The performance of the clustering algorithms depends mainly on the setting of artificial parameter values which is usually difficult in practical application. In addition, the dataset is usually incremental, and the clustering algorithm applied to the static dataset cannot develop with the change of the dataset. If new sample points are added, algorithm parameters need to be readjusted to cluster again, leading to a great time cost. This paper proposed an evolutionary parameter-free clustering algorithm (EPFC) for the above problems, which imitates the human clustering mechanism of objective things. EPFC algorithm takes the average distance between each sample and its nearest neighbour sample as the threshold value to judge whether the sample can be grouped into one cluster. The threshold value is adaptively updated without setting an artificially parameter value as the samples increase.
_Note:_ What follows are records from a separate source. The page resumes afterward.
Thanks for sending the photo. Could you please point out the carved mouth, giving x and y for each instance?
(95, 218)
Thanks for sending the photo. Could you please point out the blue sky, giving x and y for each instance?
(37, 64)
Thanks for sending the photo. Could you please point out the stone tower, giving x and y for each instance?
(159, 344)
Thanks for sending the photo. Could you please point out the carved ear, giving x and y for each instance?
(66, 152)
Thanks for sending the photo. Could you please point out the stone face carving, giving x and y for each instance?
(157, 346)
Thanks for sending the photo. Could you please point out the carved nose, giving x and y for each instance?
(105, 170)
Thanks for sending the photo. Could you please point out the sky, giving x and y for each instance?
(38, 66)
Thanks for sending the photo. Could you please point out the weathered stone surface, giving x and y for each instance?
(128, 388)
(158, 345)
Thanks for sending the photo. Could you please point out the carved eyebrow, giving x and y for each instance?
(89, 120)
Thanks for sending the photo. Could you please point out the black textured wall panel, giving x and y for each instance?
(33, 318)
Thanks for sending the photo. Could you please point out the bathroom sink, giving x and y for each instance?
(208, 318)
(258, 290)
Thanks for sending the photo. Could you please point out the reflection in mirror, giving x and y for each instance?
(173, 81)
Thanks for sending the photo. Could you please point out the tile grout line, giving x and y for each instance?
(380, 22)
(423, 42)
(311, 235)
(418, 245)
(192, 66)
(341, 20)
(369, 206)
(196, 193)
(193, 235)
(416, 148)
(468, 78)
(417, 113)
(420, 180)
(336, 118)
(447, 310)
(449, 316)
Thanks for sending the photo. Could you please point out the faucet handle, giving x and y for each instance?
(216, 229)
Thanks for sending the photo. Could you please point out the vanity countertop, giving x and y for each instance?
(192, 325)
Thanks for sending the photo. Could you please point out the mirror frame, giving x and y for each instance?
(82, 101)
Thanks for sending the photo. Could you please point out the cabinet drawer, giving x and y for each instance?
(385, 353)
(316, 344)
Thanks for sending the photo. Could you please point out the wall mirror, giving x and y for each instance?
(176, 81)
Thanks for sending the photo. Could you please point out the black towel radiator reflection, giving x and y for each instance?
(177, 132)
A large number of experiments on benchmark datasets show that EPFC is effective on datasets with different characteristics, and the algorithm has strong robustness.
进化无参数聚类算法
聚类算法的性能主要取决于人工参数值的设置,这在实际应用中往往是一个难点。此外,数据集通常是增量的,应用于静态数据集的聚类算法不能随着数据集的变化而发展。如果增加新的样本点,需要重新调整算法参数进行聚类,时间开销很大。针对上述问题,本文提出了一种模拟人类对客观事物聚类机制的无参数进化聚类算法(EPFC)。EPFC算法以每个样本与最近邻样本之间的平均距离作为阈值,判断样本是否可以归为一个聚类。随着样本的增加,阈值可以自适应更新,而不需要人为设置参数值。在基准数据集上的大量实验表明,EPFC对不同特征的数据集都是有效的,并且该算法具有较强的鲁棒性。
本文章由计算机程序翻译,如有差异,请以英文原文为准。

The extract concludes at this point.